Batizado com o nome de um dos mais famosos filósofos gregos, Sócrates viveu na Itália uma pequena tragédia helênica. O meia teve em sua passagem pela Fiorentina a imagem perfeita de uma das mais famosas histórias gregas: a Viola foi para o brasileiro o que foi o calcanhar para Aquiles na mitologia.
Depois do infortúnio na Itália, Sócrates jogou pelo Flamengo e ainda disputou a Copa de 1986 pelo Brasil. Após se despedir da Seleção, o Magrão atuou pelo Santos e pendurou as chuteiras no Botafogo de Ribeirão Preto, onde começara. Só em 2004, voltou aos campos de forma breve, numa homenagem do Garforth Town, da décima divisão inglesa. À época, ele tinha 50 anos.
Fora dos campos, Sócrates seguiu ativo na vida cultural, jornalística, política e social – nesta última área, também através do exercício da medicina, que não largou depois de se profissionalizar. A saúde do Doutor, porém, começou a se deteriorar no início da década de 2010, na mesma época em que o craque admitiu ter problemas com o alcoolismo. Após ter sido internado por três vezes no espaço de quatro meses, a lenda faleceu no dia 4 de dezembro de 2011, em virtude de falência de múltiplos órgãos decorrente de choque séptico. Sem o Magrão, restou um espaço vazio no coração daqueles que pensam o futebol para além das quatro linhas.
Sócrates Brasileiro Sampaio de Souza Vieira de Oliveira
Nascimento: 19 de fevereiro de 1954, em Belém (PA)
Morte: 4 de dezembro de 2011, em São Paulo (SP)
Posição: meio-campista
Clubes: Botafogo-SP (1974-78 e 1989), Corinthians (1978-84), Fiorentina (1984-85), Flamengo (1985-87), Santos (1987-89) e Garforth Town (2004)
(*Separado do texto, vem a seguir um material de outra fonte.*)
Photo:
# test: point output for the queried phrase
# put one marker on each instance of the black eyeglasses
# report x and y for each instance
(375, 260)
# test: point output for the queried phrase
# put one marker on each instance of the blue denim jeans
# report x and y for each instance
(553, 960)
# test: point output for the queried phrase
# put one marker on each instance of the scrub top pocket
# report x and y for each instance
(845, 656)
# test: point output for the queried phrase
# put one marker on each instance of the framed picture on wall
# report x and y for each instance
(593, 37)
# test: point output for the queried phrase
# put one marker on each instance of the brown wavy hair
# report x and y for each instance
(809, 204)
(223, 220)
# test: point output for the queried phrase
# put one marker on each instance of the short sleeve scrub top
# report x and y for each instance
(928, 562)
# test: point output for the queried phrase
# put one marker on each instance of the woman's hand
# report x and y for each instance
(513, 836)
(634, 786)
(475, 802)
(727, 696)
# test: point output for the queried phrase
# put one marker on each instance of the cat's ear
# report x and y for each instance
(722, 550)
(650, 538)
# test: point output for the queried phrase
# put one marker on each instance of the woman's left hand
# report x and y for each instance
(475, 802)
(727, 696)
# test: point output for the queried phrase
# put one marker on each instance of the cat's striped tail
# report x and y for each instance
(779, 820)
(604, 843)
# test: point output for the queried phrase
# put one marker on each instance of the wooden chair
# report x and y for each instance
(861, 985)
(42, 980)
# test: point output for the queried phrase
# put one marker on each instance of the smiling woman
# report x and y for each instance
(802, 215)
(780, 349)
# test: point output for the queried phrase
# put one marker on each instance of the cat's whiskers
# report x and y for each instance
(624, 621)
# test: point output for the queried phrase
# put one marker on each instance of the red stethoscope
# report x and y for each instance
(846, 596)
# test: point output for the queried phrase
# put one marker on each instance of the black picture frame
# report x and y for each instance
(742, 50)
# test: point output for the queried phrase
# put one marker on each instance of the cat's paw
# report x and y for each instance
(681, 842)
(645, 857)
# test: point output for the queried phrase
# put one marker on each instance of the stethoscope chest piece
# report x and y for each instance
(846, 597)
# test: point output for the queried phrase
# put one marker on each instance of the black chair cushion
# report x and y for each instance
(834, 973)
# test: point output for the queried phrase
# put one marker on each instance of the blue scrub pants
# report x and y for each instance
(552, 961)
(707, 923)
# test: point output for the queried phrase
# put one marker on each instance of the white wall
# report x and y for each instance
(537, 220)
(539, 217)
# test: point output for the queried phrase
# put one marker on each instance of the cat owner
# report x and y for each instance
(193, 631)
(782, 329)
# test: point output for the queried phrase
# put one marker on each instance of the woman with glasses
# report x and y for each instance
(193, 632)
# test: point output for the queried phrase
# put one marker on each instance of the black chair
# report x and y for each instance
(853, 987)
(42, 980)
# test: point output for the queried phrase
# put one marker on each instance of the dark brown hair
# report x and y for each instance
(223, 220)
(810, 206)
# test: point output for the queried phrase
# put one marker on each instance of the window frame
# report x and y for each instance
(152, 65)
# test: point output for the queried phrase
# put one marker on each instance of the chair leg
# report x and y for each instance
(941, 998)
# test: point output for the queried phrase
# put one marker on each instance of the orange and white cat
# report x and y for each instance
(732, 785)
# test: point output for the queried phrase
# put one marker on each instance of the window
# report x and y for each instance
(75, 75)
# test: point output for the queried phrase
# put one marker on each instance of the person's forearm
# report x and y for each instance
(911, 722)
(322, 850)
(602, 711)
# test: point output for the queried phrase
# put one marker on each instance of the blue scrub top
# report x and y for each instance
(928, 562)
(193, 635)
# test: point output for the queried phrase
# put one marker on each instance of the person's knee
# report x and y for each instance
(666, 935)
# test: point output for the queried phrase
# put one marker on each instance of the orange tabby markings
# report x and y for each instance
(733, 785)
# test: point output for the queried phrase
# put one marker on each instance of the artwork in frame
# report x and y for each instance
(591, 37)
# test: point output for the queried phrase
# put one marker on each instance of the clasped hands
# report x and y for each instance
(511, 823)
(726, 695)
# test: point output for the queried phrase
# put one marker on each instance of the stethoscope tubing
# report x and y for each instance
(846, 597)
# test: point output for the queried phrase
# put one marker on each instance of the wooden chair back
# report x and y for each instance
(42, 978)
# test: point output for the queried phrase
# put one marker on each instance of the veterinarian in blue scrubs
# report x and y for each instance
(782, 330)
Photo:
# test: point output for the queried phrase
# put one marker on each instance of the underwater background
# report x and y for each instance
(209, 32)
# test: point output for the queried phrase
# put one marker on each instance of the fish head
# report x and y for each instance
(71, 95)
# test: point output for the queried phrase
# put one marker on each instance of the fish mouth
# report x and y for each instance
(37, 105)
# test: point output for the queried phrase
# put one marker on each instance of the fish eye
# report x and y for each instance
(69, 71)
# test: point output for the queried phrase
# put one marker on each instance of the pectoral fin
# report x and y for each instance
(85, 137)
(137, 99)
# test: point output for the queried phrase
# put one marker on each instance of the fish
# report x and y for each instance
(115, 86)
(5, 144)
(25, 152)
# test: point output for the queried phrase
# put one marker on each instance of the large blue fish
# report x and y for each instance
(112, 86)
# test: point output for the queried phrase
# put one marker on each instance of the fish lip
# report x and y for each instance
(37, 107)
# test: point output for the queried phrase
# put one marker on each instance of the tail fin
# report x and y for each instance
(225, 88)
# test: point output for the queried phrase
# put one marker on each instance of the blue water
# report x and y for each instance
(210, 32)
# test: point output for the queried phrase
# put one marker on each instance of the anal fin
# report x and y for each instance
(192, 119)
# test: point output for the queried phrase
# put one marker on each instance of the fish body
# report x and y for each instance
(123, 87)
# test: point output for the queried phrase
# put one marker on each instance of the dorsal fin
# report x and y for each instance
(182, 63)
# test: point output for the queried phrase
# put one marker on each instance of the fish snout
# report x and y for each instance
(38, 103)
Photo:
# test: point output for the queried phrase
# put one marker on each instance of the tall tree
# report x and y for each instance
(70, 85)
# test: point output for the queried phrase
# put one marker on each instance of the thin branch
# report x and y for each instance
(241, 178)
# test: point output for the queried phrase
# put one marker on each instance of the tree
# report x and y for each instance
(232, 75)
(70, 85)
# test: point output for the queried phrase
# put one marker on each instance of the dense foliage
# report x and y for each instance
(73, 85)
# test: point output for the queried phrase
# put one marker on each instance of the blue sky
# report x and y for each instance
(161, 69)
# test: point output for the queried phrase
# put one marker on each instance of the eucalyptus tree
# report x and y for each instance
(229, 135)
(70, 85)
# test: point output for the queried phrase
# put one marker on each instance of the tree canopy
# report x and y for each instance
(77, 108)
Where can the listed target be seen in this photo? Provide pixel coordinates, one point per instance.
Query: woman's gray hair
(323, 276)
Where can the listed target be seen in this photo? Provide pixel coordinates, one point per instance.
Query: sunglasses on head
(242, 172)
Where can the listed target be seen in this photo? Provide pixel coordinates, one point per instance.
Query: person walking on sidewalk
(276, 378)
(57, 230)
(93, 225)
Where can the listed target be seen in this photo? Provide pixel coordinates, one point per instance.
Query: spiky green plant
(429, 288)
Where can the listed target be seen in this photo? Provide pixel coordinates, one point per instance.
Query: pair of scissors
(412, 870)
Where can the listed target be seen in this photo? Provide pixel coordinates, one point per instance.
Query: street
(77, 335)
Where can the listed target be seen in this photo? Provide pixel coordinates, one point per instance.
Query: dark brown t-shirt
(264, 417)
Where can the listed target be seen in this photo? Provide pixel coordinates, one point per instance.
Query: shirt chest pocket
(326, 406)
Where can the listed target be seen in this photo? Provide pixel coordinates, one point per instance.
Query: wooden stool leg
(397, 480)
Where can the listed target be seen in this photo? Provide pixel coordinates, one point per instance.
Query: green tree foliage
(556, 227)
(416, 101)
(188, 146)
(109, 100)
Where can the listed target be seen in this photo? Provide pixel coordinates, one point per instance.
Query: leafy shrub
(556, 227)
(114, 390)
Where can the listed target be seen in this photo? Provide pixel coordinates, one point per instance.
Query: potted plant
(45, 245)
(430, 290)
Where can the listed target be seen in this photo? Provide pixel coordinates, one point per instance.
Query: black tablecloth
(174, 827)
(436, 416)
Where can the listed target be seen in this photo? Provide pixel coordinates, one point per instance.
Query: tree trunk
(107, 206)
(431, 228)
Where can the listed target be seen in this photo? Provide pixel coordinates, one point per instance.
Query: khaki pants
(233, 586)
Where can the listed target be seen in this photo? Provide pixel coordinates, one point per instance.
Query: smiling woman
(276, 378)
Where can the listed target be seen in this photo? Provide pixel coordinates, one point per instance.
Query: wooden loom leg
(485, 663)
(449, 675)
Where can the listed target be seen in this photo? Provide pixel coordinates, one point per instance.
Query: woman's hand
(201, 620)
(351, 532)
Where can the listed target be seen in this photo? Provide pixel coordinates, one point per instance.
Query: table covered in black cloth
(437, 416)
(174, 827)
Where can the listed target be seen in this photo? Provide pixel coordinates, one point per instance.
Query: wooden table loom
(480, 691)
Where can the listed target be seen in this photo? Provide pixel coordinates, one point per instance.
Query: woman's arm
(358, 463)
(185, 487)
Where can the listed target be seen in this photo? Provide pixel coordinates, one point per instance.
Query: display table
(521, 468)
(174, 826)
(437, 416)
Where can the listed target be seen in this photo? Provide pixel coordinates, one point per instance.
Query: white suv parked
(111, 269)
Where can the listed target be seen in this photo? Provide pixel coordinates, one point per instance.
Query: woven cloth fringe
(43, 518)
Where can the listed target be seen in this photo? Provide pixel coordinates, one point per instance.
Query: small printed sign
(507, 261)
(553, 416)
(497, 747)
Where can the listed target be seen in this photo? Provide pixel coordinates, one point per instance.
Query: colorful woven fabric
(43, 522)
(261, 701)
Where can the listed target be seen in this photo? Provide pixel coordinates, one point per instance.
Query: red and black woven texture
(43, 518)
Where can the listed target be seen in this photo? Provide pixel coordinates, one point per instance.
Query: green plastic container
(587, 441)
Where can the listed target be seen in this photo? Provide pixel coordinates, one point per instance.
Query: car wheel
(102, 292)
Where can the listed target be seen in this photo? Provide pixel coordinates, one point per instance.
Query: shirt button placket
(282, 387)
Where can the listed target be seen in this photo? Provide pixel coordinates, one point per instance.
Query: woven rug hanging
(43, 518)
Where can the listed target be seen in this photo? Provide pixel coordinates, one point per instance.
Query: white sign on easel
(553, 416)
Títulos: Campeonato Paulista (1979, 1982 e 1983) e Campeonato Carioca (1986)
Seleção brasileira: 62 jogos e 25 gols
Assim como muitos jogadores brasileiros, Sócrates foi um peladeiro no futebol profissional.
Apesar da genialidade, nunca levou a sério a profissão.
Ele foi o avesso de seu irmão mais novo, Raí. Esse sim conseguiu aliar o bom futebol que tinha com a seriedade que a profissão merece. Não a toa chegou mais longe. Os títulos e a regularidade falam por si.